US stocks dropped 1 percent on Monday as weaker-than-expected US manufacturing data and uncertainty over the debt deal in Washington left investors wary about the outlook for the economy and the market.
Healthcare stocks, including United Health, were among the worst performers as investors feared the debt-ceiling deal could lead to cuts in Medicare and other federal health programs, analysts said.
Early gains over the deal quickly faded as investors still saw road bumps ahead in tackling the US deficit problem, and as the Institute for Supply Management (ISM) reported the US manufacturing sector grew at the slowest pace in two years in July. The ISM report also showed new orders contracted.
"It was a patched compromise deal, with still a lot of uncertainty, so people don't want to get their hands on this issue. If the deal passes, we've averted the threat of a default, but I always thought that was unlikely," said Carl Kaufman, who helps manage just under $2 billion at the Osterweis Strategic Income fund in San Francisco. Lawmakers have until Tuesday to come up with a deal to avoid a debt default. They were due to vote later Monday on the White House-backed agreement, which includes spending cuts of $2.4 trillion over 10 years.
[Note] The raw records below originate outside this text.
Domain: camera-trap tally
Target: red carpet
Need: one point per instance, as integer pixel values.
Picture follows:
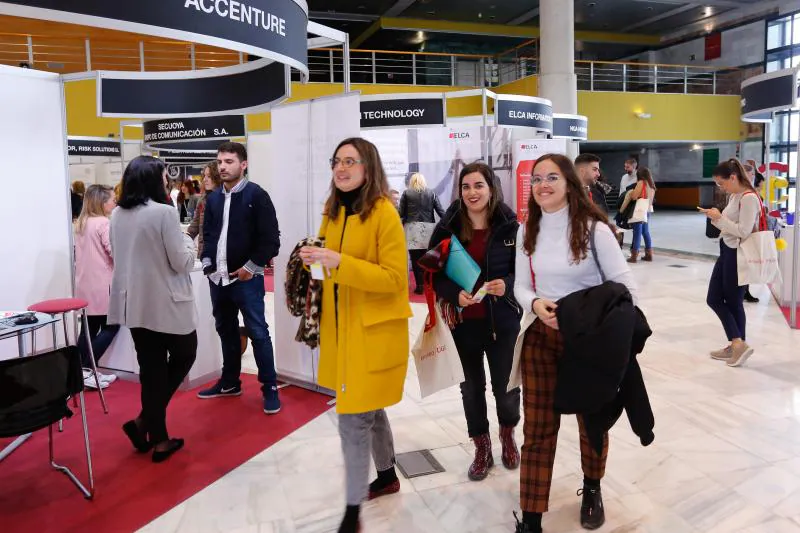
(131, 491)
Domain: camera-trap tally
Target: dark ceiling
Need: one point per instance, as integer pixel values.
(650, 17)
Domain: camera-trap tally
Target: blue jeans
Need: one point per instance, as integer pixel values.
(246, 297)
(725, 296)
(639, 229)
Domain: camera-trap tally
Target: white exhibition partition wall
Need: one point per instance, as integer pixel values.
(304, 135)
(37, 242)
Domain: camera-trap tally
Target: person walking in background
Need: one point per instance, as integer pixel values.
(487, 228)
(736, 222)
(553, 261)
(211, 182)
(588, 168)
(417, 208)
(76, 192)
(644, 180)
(151, 293)
(187, 201)
(364, 341)
(94, 268)
(627, 181)
(240, 237)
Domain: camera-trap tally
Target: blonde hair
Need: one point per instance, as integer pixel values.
(417, 182)
(94, 199)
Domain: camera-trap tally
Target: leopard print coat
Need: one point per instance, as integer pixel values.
(304, 295)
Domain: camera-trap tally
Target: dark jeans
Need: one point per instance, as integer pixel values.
(159, 375)
(473, 338)
(416, 255)
(246, 297)
(725, 296)
(101, 334)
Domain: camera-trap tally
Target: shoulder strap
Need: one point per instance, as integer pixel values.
(592, 246)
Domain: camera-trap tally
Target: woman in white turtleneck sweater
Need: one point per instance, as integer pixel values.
(554, 259)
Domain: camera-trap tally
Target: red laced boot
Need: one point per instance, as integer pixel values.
(479, 468)
(510, 450)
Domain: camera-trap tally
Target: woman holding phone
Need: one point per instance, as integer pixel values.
(736, 222)
(487, 228)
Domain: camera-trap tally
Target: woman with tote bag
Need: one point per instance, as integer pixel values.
(643, 195)
(736, 223)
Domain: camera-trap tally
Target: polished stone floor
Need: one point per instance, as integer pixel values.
(726, 456)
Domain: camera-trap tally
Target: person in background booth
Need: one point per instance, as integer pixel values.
(553, 261)
(211, 182)
(364, 342)
(77, 190)
(240, 237)
(419, 206)
(736, 222)
(151, 294)
(487, 228)
(94, 268)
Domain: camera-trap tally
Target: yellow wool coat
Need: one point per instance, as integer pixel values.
(364, 343)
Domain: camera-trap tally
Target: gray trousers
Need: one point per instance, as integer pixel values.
(361, 434)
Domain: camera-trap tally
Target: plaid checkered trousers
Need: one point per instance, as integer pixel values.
(541, 349)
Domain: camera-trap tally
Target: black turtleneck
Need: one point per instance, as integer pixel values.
(348, 199)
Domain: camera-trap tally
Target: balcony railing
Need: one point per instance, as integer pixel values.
(68, 55)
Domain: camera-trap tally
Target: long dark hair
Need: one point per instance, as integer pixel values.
(375, 187)
(143, 180)
(733, 167)
(466, 223)
(644, 174)
(581, 211)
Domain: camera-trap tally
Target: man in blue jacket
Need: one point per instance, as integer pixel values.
(240, 231)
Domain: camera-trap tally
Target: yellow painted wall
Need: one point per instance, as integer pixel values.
(675, 117)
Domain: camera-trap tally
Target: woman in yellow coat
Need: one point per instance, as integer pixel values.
(364, 326)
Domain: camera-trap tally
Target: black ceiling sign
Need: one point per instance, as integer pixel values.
(275, 29)
(529, 113)
(248, 88)
(93, 147)
(575, 127)
(399, 112)
(180, 131)
(766, 93)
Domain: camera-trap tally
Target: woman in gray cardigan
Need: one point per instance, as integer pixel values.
(151, 293)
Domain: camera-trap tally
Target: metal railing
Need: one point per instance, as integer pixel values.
(71, 54)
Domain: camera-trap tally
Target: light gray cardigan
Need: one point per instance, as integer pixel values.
(151, 287)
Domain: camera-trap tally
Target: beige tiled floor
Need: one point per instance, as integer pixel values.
(726, 457)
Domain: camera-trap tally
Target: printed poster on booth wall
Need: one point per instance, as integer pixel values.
(526, 153)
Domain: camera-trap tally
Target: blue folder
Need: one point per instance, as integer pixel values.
(461, 268)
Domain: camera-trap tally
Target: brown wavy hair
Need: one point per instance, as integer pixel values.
(375, 187)
(581, 211)
(484, 170)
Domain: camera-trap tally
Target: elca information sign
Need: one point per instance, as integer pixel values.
(399, 112)
(85, 147)
(524, 111)
(159, 132)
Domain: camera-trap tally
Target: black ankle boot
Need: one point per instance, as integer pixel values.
(593, 514)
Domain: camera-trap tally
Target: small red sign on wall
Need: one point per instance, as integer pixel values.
(713, 46)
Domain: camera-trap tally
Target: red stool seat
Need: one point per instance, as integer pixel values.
(60, 305)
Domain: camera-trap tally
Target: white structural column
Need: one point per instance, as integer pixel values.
(557, 80)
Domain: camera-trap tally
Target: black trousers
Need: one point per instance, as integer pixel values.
(416, 255)
(473, 338)
(164, 361)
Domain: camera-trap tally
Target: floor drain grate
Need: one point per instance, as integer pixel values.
(419, 463)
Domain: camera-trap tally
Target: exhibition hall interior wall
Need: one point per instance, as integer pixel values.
(35, 216)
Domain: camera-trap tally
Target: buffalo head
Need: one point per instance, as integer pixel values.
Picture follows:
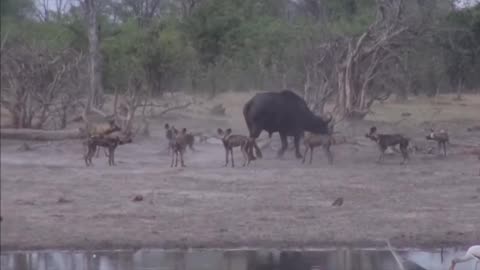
(321, 125)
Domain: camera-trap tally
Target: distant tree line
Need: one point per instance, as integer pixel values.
(350, 52)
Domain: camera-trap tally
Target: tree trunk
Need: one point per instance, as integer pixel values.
(41, 135)
(94, 97)
(459, 89)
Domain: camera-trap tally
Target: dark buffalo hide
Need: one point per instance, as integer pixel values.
(284, 112)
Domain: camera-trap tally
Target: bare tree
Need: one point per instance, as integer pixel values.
(362, 69)
(40, 86)
(95, 96)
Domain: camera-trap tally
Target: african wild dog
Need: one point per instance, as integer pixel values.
(313, 140)
(178, 144)
(170, 134)
(231, 141)
(385, 140)
(110, 142)
(441, 138)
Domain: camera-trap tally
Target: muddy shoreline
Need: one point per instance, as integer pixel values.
(273, 204)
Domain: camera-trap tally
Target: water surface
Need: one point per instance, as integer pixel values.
(268, 259)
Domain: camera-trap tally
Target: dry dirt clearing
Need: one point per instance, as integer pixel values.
(49, 199)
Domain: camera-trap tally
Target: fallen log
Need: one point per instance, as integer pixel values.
(41, 135)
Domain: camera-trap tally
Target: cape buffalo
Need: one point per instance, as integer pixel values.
(284, 112)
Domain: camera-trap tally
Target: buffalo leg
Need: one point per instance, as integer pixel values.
(182, 163)
(296, 141)
(329, 155)
(284, 140)
(226, 156)
(305, 154)
(254, 134)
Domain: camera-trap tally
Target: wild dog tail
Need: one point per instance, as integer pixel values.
(253, 144)
(258, 153)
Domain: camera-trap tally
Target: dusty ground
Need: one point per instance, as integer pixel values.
(49, 199)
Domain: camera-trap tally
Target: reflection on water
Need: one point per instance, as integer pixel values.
(156, 259)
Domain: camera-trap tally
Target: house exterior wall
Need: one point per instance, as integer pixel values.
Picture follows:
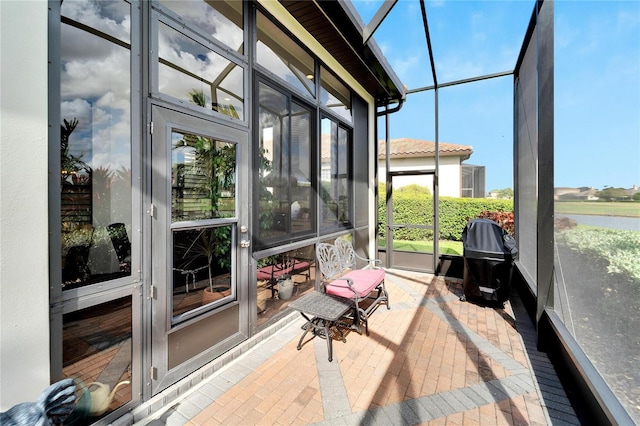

Even though a default was considered unlikely by many investors, the threat of a credit rating downgrade continued to weigh on sentiment after Wall Street's worst week in a year last week. The Dow Jones industrial average was down 128.97 points, or 1.06 percent, at 12,014.27. The Standard & Poor's 500 Index was down 15.04 points, or 1.16 percent, at 1,277.24. The Nasdaq Composite Index was down 33.63 points, or 1.22 percent, at 2,722.75.
The S&P health care index fell 2.5 percent, leading losses among S&P 500 sectors. Shares of United Health were down 6.2 percent at $46.53 while shares of Humana Inc dropped 4.3 percent to $71.36, despite Humana reporting a higher-than-expected second-quarter profit. Among other health-care stocks, shares of Pfizer were down 1.8 percent at $18.90.